In the audio map, a user can slide one's cursor across the emotional topography and hover over fear (scream), then surprise (gasp), then awe (woah), realisation (ohhh), interest (ah?) and finally confusion (huh?).
Among other applications, the map can be used to help teach voice-controlled digital assistants and other robotic devices to better recognise human emotions based on the sounds we make, he said.
Though limited to US responses, the study suggests humans are so keenly attuned to nonverbal signals -- such as the bonding "coos" between parents and infants -- that we can pick up on the subtle differences between surprise and alarm, or an amused laugh versus an embarrassed laugh.
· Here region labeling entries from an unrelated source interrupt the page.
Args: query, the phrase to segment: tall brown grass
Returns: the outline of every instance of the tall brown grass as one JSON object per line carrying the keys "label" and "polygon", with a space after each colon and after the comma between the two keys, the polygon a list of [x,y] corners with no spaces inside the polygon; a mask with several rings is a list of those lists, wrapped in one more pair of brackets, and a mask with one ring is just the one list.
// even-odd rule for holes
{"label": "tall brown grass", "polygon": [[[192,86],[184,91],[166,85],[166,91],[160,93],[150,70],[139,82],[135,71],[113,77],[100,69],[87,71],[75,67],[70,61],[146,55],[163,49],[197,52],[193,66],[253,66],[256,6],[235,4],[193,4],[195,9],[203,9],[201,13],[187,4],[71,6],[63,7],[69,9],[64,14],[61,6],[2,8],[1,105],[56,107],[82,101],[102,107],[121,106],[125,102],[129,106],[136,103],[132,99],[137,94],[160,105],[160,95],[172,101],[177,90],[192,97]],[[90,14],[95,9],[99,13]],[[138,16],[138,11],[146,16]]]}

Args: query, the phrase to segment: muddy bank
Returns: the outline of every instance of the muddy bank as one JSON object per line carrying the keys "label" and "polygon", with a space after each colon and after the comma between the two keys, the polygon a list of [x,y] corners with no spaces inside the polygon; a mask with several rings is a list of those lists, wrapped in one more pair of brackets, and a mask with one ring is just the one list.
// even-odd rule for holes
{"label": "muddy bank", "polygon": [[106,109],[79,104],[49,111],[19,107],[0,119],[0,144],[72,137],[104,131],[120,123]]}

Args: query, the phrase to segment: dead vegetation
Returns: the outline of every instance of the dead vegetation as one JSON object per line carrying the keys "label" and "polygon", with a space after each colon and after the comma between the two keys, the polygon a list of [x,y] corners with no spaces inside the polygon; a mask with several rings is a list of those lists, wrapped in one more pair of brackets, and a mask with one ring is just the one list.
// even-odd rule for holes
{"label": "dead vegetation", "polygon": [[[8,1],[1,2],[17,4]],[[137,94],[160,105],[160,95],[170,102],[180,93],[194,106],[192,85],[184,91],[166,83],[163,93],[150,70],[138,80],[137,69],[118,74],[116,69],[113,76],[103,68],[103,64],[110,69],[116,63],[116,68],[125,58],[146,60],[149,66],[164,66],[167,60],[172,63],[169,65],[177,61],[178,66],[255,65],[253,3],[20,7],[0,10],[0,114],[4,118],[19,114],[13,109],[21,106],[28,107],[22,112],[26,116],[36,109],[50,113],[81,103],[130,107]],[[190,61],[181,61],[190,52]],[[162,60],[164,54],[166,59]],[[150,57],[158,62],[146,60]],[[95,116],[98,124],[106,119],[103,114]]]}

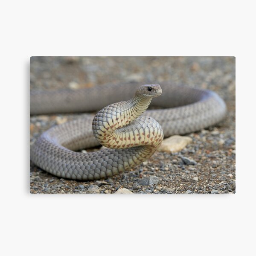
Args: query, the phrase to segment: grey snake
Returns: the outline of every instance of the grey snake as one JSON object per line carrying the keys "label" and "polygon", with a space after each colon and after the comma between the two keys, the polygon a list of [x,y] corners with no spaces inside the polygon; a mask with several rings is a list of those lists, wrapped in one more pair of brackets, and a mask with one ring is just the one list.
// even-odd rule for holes
{"label": "grey snake", "polygon": [[[32,91],[31,114],[102,109],[95,116],[88,115],[43,133],[31,147],[31,160],[60,177],[106,178],[150,157],[164,135],[200,130],[219,122],[226,113],[224,102],[212,91],[168,83],[161,87],[137,87],[108,84],[76,90]],[[155,109],[145,111],[151,102]],[[108,148],[76,151],[100,144]]]}

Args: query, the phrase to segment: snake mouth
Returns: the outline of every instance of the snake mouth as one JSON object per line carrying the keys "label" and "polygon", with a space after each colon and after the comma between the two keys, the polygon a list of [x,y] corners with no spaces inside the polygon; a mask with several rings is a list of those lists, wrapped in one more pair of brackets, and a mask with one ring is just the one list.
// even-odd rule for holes
{"label": "snake mouth", "polygon": [[162,94],[162,91],[157,93],[154,94],[143,94],[144,97],[147,97],[148,98],[155,98],[155,97],[158,97]]}

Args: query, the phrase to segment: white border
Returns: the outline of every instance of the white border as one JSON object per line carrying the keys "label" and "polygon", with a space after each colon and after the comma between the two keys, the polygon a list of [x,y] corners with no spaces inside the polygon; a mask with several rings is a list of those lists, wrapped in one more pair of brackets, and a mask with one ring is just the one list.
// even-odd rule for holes
{"label": "white border", "polygon": [[[252,2],[236,3],[2,4],[1,255],[252,255],[255,16]],[[236,194],[30,195],[28,79],[33,55],[235,56]]]}

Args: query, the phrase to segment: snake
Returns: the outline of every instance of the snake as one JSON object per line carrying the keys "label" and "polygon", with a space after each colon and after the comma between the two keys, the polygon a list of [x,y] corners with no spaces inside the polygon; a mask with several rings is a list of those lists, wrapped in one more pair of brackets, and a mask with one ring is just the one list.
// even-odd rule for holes
{"label": "snake", "polygon": [[[147,110],[150,104],[153,109]],[[151,157],[164,137],[213,125],[227,113],[216,93],[169,82],[30,93],[31,115],[101,108],[95,116],[82,116],[43,133],[31,147],[31,160],[62,178],[106,179]],[[100,145],[104,147],[97,151],[79,151]]]}

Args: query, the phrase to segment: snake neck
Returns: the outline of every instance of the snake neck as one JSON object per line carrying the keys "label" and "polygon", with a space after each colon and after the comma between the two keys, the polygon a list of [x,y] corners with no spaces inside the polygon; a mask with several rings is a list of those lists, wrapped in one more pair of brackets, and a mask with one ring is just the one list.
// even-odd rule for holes
{"label": "snake neck", "polygon": [[145,112],[152,99],[134,96],[132,99],[109,105],[97,113],[93,121],[93,134],[99,143],[108,147],[117,139],[119,129],[128,125]]}

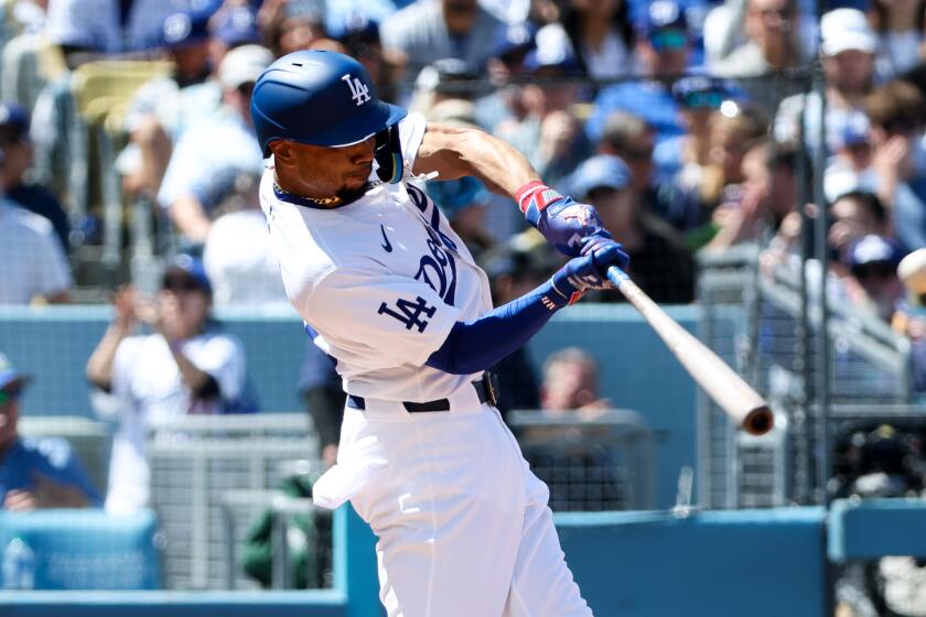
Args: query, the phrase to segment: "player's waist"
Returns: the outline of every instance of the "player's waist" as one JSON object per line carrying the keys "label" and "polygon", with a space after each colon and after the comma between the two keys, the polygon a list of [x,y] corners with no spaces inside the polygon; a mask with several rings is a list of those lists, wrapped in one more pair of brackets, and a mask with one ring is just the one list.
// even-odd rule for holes
{"label": "player's waist", "polygon": [[481,379],[460,388],[453,394],[431,401],[389,401],[372,397],[347,394],[347,407],[364,411],[433,413],[459,409],[476,409],[483,403],[493,407],[498,402],[498,381],[495,375],[485,371]]}

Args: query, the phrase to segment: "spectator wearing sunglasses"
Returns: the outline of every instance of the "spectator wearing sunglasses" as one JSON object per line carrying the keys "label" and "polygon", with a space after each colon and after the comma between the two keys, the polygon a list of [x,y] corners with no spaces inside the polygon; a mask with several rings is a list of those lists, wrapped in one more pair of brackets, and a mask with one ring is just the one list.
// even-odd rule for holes
{"label": "spectator wearing sunglasses", "polygon": [[[255,411],[245,351],[211,320],[212,285],[198,259],[181,255],[158,296],[132,289],[115,299],[115,318],[87,361],[97,415],[118,422],[106,510],[144,508],[150,496],[150,430],[189,414]],[[151,334],[134,334],[140,325]]]}
{"label": "spectator wearing sunglasses", "polygon": [[[820,63],[827,83],[826,142],[830,153],[849,117],[864,112],[864,98],[872,89],[876,47],[875,33],[858,9],[836,9],[820,19]],[[812,151],[820,122],[819,94],[799,94],[778,106],[773,131],[777,141],[794,143],[803,134],[806,148]]]}
{"label": "spectator wearing sunglasses", "polygon": [[30,381],[0,354],[0,510],[99,507],[99,495],[65,440],[20,435],[20,397]]}
{"label": "spectator wearing sunglasses", "polygon": [[646,10],[636,42],[636,55],[644,80],[624,82],[603,89],[585,132],[600,141],[607,117],[627,111],[643,118],[655,131],[656,142],[685,134],[671,84],[688,67],[691,44],[688,21],[674,0],[656,0]]}
{"label": "spectator wearing sunglasses", "polygon": [[263,156],[254,139],[250,96],[254,84],[273,61],[270,50],[243,45],[228,52],[218,67],[223,108],[184,131],[171,154],[158,202],[191,245],[202,245],[217,205],[213,181],[228,170],[262,173]]}
{"label": "spectator wearing sunglasses", "polygon": [[904,292],[897,277],[903,253],[900,246],[883,236],[869,235],[847,252],[850,277],[843,279],[851,304],[891,323]]}
{"label": "spectator wearing sunglasses", "polygon": [[894,80],[869,95],[865,108],[875,192],[904,250],[926,247],[926,98],[915,86]]}

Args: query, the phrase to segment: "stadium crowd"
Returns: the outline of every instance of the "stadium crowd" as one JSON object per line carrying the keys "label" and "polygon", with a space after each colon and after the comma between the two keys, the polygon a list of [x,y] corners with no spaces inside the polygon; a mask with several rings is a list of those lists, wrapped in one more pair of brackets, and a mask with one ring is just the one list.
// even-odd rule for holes
{"label": "stadium crowd", "polygon": [[[249,100],[302,48],[351,54],[380,98],[516,145],[597,208],[658,303],[696,300],[698,253],[757,243],[764,267],[799,268],[826,214],[828,293],[907,336],[926,390],[924,0],[2,0],[0,45],[0,304],[115,293],[86,367],[95,410],[118,421],[114,512],[147,504],[146,427],[259,409],[211,310],[286,303]],[[133,87],[116,62],[136,63]],[[427,190],[496,302],[558,266],[477,181]],[[115,263],[96,250],[114,220]],[[142,245],[157,275],[134,269]],[[553,394],[524,354],[498,372],[509,408]],[[343,393],[308,339],[301,381],[331,464]]]}

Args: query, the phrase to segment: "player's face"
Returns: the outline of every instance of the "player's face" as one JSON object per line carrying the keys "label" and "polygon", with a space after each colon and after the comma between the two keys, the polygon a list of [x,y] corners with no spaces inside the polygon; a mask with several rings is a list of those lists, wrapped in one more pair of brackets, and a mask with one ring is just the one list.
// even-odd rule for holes
{"label": "player's face", "polygon": [[376,138],[345,148],[290,141],[273,152],[278,173],[288,176],[287,190],[308,197],[330,197],[347,195],[366,185],[373,171],[375,144]]}
{"label": "player's face", "polygon": [[0,452],[17,439],[20,391],[18,386],[0,390]]}

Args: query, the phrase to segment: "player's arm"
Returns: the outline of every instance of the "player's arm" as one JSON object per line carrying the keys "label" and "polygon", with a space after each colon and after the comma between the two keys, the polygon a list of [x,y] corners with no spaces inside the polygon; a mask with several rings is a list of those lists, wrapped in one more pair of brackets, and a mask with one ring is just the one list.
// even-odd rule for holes
{"label": "player's arm", "polygon": [[570,257],[580,255],[582,238],[611,237],[594,207],[545,185],[524,154],[480,129],[429,123],[412,172],[438,172],[438,180],[478,178],[494,193],[513,198],[547,241]]}
{"label": "player's arm", "polygon": [[456,322],[424,364],[454,375],[485,370],[523,347],[554,312],[579,300],[585,291],[611,286],[607,268],[625,268],[627,253],[617,242],[603,238],[582,245],[581,257],[570,260],[530,293],[471,322]]}

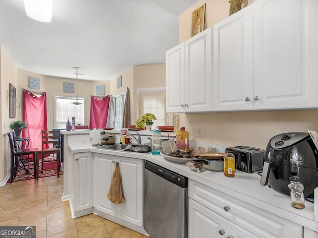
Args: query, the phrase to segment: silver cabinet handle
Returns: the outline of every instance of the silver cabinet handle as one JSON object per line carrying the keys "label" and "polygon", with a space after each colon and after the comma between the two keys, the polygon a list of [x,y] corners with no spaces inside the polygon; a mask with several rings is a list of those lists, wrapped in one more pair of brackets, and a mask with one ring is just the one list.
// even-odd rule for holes
{"label": "silver cabinet handle", "polygon": [[229,206],[224,206],[224,207],[223,207],[223,209],[226,212],[228,212],[230,210],[230,207]]}

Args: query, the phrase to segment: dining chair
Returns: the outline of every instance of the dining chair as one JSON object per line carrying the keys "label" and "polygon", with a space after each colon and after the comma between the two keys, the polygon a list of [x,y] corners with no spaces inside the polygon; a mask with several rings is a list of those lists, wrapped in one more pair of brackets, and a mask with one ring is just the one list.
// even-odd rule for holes
{"label": "dining chair", "polygon": [[[35,152],[37,148],[23,149],[18,148],[15,140],[15,133],[11,131],[7,133],[9,137],[9,142],[11,149],[11,175],[10,182],[13,180],[13,178],[16,176],[18,170],[25,170],[25,172],[29,174],[31,172],[29,170],[30,165],[33,164],[33,173],[34,178],[36,178],[36,163],[35,162]],[[32,155],[32,158],[31,157]]]}
{"label": "dining chair", "polygon": [[[56,155],[49,156],[50,155]],[[39,159],[41,156],[42,165],[39,166]],[[58,178],[59,177],[61,157],[61,131],[60,130],[42,130],[42,150],[37,150],[35,153],[36,161],[36,180],[39,180],[40,173],[50,170],[57,170]],[[46,157],[46,159],[45,159]],[[44,164],[48,162],[56,162],[56,168],[45,168]]]}

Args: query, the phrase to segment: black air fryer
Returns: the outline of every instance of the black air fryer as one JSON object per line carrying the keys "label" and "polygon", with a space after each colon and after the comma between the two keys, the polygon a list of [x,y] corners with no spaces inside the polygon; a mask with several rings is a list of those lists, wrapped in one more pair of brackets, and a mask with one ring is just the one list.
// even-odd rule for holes
{"label": "black air fryer", "polygon": [[268,142],[261,184],[289,195],[290,178],[300,178],[305,198],[314,196],[318,187],[318,152],[308,133],[281,134]]}

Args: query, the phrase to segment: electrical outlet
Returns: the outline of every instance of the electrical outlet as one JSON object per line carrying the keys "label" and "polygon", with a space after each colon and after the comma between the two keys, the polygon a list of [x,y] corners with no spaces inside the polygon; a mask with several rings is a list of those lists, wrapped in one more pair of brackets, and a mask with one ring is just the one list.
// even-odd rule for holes
{"label": "electrical outlet", "polygon": [[194,136],[202,137],[203,136],[203,130],[202,126],[194,127]]}

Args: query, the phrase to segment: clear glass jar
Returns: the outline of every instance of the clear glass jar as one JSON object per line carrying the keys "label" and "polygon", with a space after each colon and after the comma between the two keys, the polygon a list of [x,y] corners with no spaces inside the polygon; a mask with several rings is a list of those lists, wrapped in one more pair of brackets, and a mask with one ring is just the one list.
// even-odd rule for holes
{"label": "clear glass jar", "polygon": [[234,177],[235,174],[235,156],[233,151],[228,150],[224,156],[223,172],[227,177]]}
{"label": "clear glass jar", "polygon": [[292,199],[292,207],[297,209],[305,208],[305,197],[304,196],[304,185],[300,182],[300,178],[294,176],[289,178],[290,183],[288,187],[290,189],[290,198]]}
{"label": "clear glass jar", "polygon": [[161,131],[156,128],[153,130],[152,154],[159,155],[161,149]]}

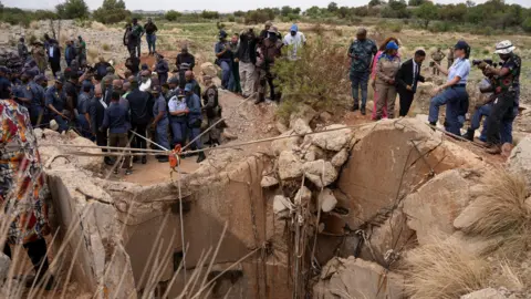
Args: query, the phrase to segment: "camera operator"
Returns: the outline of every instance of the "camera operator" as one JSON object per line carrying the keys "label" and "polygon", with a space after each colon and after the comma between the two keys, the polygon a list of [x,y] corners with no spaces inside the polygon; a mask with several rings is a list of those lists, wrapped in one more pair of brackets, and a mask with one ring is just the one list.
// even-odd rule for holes
{"label": "camera operator", "polygon": [[493,155],[501,153],[500,131],[502,123],[509,122],[512,133],[512,122],[518,114],[521,59],[514,54],[514,49],[512,42],[501,41],[496,45],[494,53],[499,54],[503,65],[496,69],[485,61],[478,65],[496,78],[494,94],[497,99],[492,103],[492,110],[486,122],[487,145],[489,146],[487,152]]}

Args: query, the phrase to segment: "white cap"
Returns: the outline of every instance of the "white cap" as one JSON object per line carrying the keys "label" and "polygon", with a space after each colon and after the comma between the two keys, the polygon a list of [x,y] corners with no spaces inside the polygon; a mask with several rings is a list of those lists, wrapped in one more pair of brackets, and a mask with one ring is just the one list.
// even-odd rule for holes
{"label": "white cap", "polygon": [[494,53],[497,54],[509,54],[512,53],[517,49],[514,45],[512,45],[511,41],[501,41],[496,44],[496,51]]}

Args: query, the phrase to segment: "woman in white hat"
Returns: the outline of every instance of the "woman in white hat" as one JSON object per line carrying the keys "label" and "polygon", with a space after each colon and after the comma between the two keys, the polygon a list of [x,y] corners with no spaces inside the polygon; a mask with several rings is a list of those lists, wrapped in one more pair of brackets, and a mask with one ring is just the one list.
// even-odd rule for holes
{"label": "woman in white hat", "polygon": [[494,84],[494,93],[498,94],[498,99],[487,118],[487,144],[489,146],[487,152],[490,154],[501,153],[501,125],[509,125],[512,134],[512,121],[518,114],[522,61],[514,53],[514,49],[511,41],[501,41],[496,45],[494,53],[500,55],[503,65],[499,69],[488,65],[486,62],[479,65],[480,69],[498,76]]}

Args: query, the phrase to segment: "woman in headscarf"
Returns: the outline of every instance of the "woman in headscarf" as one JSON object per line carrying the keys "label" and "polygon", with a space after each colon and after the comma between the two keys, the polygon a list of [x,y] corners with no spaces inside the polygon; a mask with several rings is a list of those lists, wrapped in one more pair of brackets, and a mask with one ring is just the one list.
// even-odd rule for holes
{"label": "woman in headscarf", "polygon": [[376,120],[382,120],[384,106],[387,106],[387,117],[395,116],[396,86],[395,75],[400,68],[398,44],[391,41],[385,47],[385,52],[379,56],[376,65]]}
{"label": "woman in headscarf", "polygon": [[[13,100],[0,100],[0,204],[4,212],[0,227],[7,234],[0,246],[11,257],[9,245],[23,245],[37,274],[27,282],[31,286],[49,270],[44,240],[50,231],[44,202],[49,192],[28,110]],[[46,289],[51,283],[52,279]]]}
{"label": "woman in headscarf", "polygon": [[[378,102],[378,92],[376,91],[376,66],[378,65],[378,59],[379,56],[385,52],[385,47],[387,45],[387,43],[389,42],[395,42],[398,47],[400,47],[400,43],[398,42],[398,40],[395,38],[395,37],[389,37],[387,39],[385,39],[385,41],[379,45],[378,48],[378,52],[376,53],[376,55],[374,55],[374,59],[373,59],[373,70],[371,72],[371,79],[373,80],[373,90],[374,90],[374,107],[373,107],[373,114],[372,114],[372,120],[376,120],[376,103]],[[398,55],[398,54],[397,54]],[[399,55],[398,55],[399,58]],[[387,106],[384,106],[383,111],[382,111],[382,117],[387,117]]]}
Researchers recorded more than 2,000 vocal bursts from 56 male and female professional actors and non-actors from the US, India, Kenya and Singapore by asking them to respond to emotionally evocative scenarios.
More than 1,000 adults recruited via Amazon's Mechanical Turk online marketplace listened to the vocal bursts and evaluated them based on the emotions and meaning they conveyed and whether the tone was positive or negative, among several other characteristics.
A statistical analysis of their responses found that the vocal bursts fit into at least two dozen distinct categories including amusement, anger, awe, confusion, contempt, contentment, desire, disappointment and disgust.
For the second part of the study, researchers sampled YouTube video clips that would evoke the 24 emotions established in the first part of the study, such as babies falling, puppies being hugged and spellbinding magic tricks.
This time, 88 adults of all ages judged the vocal bursts extracted from YouTube videos, researchers said.
Again, the researchers were able to categorise their responses into 24 shades of emotion.
"These results show that emotional expressions colour our social interactions with spirited declarations of our inner feelings that are difficult to fake, and that our friends, co-workers, and loved ones rely on to decipher our true commitments," Cowen said.